En realidad me llamo Teresa Rubio y soy psicóloga de
profesión; pero dada la delicada situación de mi labor, tratar trastornos
sexuales, decidí de cara a los clientes cambiar mi nombre real por este otro de
batalla.
Siempre me llamó la atención el concepto Freudiano, tan
extendido, acerca del sexo y como casi todos mis colegas habían terminado
convirtiendo naturales desviaciones en algo negativo y enfermizo. Ese fue el principal
motivo por el que dediqué mi doctorado en psicología al controvertido Tema de la Adicción al Sexo.

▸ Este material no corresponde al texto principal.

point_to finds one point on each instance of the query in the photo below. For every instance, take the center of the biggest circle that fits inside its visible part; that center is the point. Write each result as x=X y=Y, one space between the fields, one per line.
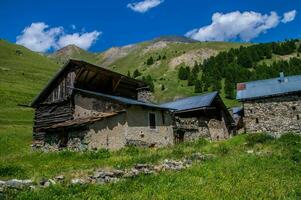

Enfermedad que a mí jamás llegó a convencerme que fuera tal antes de su estudio
y que después de mi Tesis Doctoral quedaría descartada su existencia como
patología médica. Por el contrario llegué a la conclusión de que solo se
trataba de una novísima invención más para la manipulación de la conciencia del
Ser Humano.
Después de mi experiencia académica decidí, como cualquier
científica que se precie, en experimentar todas aquellas conclusiones a las que
había llegado tras mis estudios teóricos y como no tenía a nadie más cerca que
yo misma, pues lo realicé
en mi propia persona.
Tengo que reconocer que al principio no fue nada fácil
romper con todos aquellos prejuicios morales, de índole religiosa, que llevaba
a cuestas desde la más tierna infancia debido al adoctrinamiento, tanto
familiar como escolar. Tuve que realizar un considerable esfuerzo para romper
con toda aquella moralina que me había acompañado hasta ese instante, respecto
a la sexualidad, y de algún modo, empezar desde cero; como una investigadora
que se enfrenta a algo totalmente nuevo y desconocido.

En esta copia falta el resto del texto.